A clockwork of wheels, cogs, gears and chains, the corn planter is calibrated to take six hoppers full of specifically bred corn seed and place each kernel exactly 6 inches from the next, in six even rows spaced 30 inches apart. The goal is 30,000 plants per acre just enough space for each to get its share of light and fertilizer.
Metal starfish called trash rippers mesh in front of each row to clear weeds and brush and the detritus of the previous harvest. Serrated discs cut the soil, each seed is dropped into a ½-inch deep trench, and another pair of discs pushes the soil gently over the top of them. It’s all about seed-to-soil contact.
Heider bought the planter used for $7,000 and made about $3,000 in modifications so he could use it for no-till planting.

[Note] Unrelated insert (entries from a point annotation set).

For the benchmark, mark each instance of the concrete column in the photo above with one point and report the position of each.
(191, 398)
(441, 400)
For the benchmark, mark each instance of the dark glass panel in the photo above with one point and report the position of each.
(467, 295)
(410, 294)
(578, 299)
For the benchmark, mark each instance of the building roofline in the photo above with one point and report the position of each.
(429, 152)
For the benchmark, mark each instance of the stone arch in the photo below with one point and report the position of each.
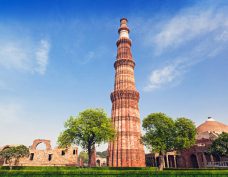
(36, 142)
(194, 161)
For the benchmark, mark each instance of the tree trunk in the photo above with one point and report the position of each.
(92, 156)
(161, 161)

It’s 50 percent more efficient than the four-row planter it replaced, but Heider is unhappy with it. He constantly fusses with the chains and gears that regulate the viscous brown fertilizer that’s dripped onto the newly planted seeds.
On the first try, he put down only about three gallons an acre less than half his goal. After switching some gears, it spewed nearly 30 gallons on the first acre.
Try again.
He’ll be under the planter again tomorrow, greasing the bearings. He’ll replace the pink corn seed with kernels dyed green marked as Roundup Ready, genetically inoculated against the potent herbicide that kills everything else in the field.
He’ll pull the planter past the swing set, sandbox and lawns where his neighbor’s dairy used to be, down across the creek to the fields he rents high up on the hill.
Things will go smoother tomorrow. The sun will be out and it will be 80 degrees.
He’ll circle each field three times, then back and forth.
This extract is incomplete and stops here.